Fowler will be missed on the North side, and the feeling will be mutual. But he has officially moved on — to the Cubs’ biggest rivals, no less. The Cardinals introduced their new center fielder and leadoff hitter Friday at Busch Stadium.

“I’m a Cardinal now,” Fowler said, “and I couldn’t be happier.”

One year after the Cubs lured outfielder Jason Heyward and starting pitcher John Lackey from St. Louis, the Cardinals got a measure of revenge. At least, that’s how some here are looking at it, even though the Cubs clearly had no plans to try to bring Fowler back into the fold. That was driven home with last week’s signing of former Cardinal Jon Jay, who is expected to share time in center field with Albert Almora Jr.

Dexter Fowler on Friday: "I'm a Cardinal now, and I couldn't be happier." (AP/Jeff Roberson)

The Cardinals gave Fowler the sort of long-term deal — a reported $82.5 million for five years — that the Cubs wouldn’t have begun to consider offering. But that’s not to suggest Fowler, who’ll wear No. 25 and turn 31 years old a week before the season starts (against the Cubs in St. Louis), doesn’t make last season’s N.L. Central runners-up significantly better.

In fact, he was the very piece they needed to help them bridge the gap between them and the Cubs, who finished 17½ games in front in 2016. The insertion of Fowler — who had a career-best .393 on-base percentage last season — at the top of the order enables three-time All-Star Matt Carpenter to slide back down into a run-producing role. Cardinals manager Mike Matheny also can move Randal Grichuk from center field to left field (vacated by new Yankee Matt Holliday), where he should be a defensive standout with his speed and range.

Look, it’s not like the Cardinals got Kris Bryant, Anthony Rizzo or one of the Cubs’ other young superstars. But they are feeling pretty good about themselves.

“I feel like this team has a chance to win a World Series,” Fowler said. “That was a big part in coming here, because winning is addictive.”

The Cardinals needed a leadoff hitter. They hoped to get more athletic on the field and better on the basepaths.

“But Mr. Fowler is more than that,” general manager John Mozeliak said. “We also think about him as a leader. More importantly, he wants to lead. He wants to have a voice in that clubhouse.”

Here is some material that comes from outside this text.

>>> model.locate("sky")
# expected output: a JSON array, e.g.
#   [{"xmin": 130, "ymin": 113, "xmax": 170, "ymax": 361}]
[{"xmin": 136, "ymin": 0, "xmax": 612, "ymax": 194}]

Fowler will miss his former clubhouse, but he’ll get over it. That’s why he’s making the bigger-than-ever bucks.

“It’s bittersweet,” he said. “Now (the Cubs) are the rival, but I’ve still got some boys over there. We’ll always be boys. We won a championship together. But when you get on the field, it’s go time. Now we’re playing against each other.”

Yet the memories sure are good. Fowler won’t ever forget the way Cubs teammates greeted him at 2016 spring training, after the team surprisingly brought him back on a one-year contract. He won’t forget the “you go, we go” faith Joe Maddon had in his leadoff guy.

He even appreciated the respectful manner in which things ended, with Cubs president Theo Epstein giving Fowler a heads-up before the team’s announcement that it had signed Jay.

“I’ll be forever grateful that I was a Cub,” Fowler said. “We made history. We won a World Series. But that door is closed. I’m a Cardinal now, and we’re trying to make history over here as well.”